ArduPilot on airframes is is well supported with kits for ready to fly birds.
Rover AdruPilot KITS seem scarce. There are not many and especially for cheap.
Alot of Robot kits on Amazon/ebay that just come with motors, wheels and rolling stock. No electronics.




You can't create a swarm ie a mesh without electronics.
 
It depends. Some of them, especially ones with many sensors and / or need of onboard image processing might run Linux. The same goes for those with some degree of autonomy.
After all, it's not the operating system that's important, it is the software stack above that.
Doesn't a software stack have to be built on top of an OS?
 
Doesn't a software stack have to be built on top of an OS?

As said, you can and many do load a compiled program directly on the hardware, no OS.

But of course there are libraries for things like I/O, you don't do everything from scratch. But there is no context switching for system calls. Those libraries just directly access hardware registers and other handles.

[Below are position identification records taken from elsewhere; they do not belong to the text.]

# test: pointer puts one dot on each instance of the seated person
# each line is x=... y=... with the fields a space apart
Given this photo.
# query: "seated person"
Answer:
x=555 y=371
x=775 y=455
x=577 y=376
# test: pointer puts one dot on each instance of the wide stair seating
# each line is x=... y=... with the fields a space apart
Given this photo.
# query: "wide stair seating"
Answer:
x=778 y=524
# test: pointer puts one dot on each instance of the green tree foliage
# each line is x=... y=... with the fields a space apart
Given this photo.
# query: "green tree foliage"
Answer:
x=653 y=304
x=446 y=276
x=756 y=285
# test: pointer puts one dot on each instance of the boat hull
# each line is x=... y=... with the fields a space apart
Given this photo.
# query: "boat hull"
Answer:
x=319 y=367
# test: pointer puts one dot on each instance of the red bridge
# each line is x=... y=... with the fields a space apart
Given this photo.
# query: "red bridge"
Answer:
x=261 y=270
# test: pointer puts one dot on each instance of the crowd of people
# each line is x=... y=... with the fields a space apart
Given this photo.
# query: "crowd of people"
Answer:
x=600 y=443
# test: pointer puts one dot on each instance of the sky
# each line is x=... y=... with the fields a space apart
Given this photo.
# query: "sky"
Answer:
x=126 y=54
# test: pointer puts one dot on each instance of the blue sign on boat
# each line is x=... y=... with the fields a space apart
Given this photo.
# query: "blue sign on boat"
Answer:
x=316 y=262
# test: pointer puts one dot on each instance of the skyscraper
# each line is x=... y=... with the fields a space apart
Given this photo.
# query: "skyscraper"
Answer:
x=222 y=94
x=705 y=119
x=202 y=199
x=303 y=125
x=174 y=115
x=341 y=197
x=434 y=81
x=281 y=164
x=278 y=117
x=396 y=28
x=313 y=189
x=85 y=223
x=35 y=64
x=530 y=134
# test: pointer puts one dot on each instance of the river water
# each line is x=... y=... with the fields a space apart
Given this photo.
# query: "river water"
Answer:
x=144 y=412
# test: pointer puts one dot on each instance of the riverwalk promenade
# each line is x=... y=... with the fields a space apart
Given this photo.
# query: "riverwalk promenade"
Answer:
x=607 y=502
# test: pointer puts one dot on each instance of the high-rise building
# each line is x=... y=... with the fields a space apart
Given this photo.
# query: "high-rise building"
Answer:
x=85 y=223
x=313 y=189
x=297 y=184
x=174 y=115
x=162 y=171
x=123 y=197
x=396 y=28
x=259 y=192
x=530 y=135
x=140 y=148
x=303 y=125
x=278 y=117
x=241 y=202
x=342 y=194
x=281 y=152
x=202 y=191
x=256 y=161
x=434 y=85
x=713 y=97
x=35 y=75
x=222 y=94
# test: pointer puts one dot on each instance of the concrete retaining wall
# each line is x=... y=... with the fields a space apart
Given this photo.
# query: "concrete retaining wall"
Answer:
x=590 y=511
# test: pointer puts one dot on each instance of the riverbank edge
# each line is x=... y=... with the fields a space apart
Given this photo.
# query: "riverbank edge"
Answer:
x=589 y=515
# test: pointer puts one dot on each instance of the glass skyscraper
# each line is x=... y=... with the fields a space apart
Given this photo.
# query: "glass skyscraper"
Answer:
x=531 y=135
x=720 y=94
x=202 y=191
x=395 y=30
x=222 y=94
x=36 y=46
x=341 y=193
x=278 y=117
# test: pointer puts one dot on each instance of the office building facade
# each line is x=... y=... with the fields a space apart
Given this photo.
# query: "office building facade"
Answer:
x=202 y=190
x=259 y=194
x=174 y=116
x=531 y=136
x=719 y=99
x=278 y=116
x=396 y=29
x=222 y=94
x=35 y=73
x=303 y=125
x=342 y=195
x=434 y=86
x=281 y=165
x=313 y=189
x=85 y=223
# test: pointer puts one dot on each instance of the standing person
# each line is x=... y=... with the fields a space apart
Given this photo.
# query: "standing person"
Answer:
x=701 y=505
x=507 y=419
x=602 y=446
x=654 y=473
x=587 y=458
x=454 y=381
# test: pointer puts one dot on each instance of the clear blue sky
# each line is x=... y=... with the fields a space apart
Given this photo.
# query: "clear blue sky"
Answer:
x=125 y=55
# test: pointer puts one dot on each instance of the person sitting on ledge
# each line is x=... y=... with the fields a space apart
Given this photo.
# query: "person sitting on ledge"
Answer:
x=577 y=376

RTOS, including FreeRTOS by Amazon, is a middle ground. You might want to check that out.
 
FreeRTOS is used by ROS2 I believe. There is also iNAV for drones. A simpler AutoPilot.

ArduPilot has three main components for the controller:

Board Level Firmware. What I linked to earlier. There are build files for the boards. Looks similar to u-boot config file.
https://firmware.ardupilot.org/Rover/latest/NucleoH753ZI/features.txt

ChibiOS bundled with the Mission. Flashed separately from the board firmware.

ArduPilot Software with Mission assignment.


Question: Why is the STM32 called a MCU and not a CPU? Is it lack of registers or DMA?

Another Question: Some boards have QSPI 8Mb. So 1 meg SPI flash and 1 meg built into CPU (or more).
What goes where? Board Level Firmware on SPI and Mission on the MCU flash rom?
 
One of the reasons I decided to use a ROVER target is cost.

The chance of messing up a $400 Pixhawk 6 with an aircraft incident would be much greater than a ROVER vehicle.

You have to crawl before you can walk.

To me anything autonomous is a drone. Aircraft, Boat or Vehicular.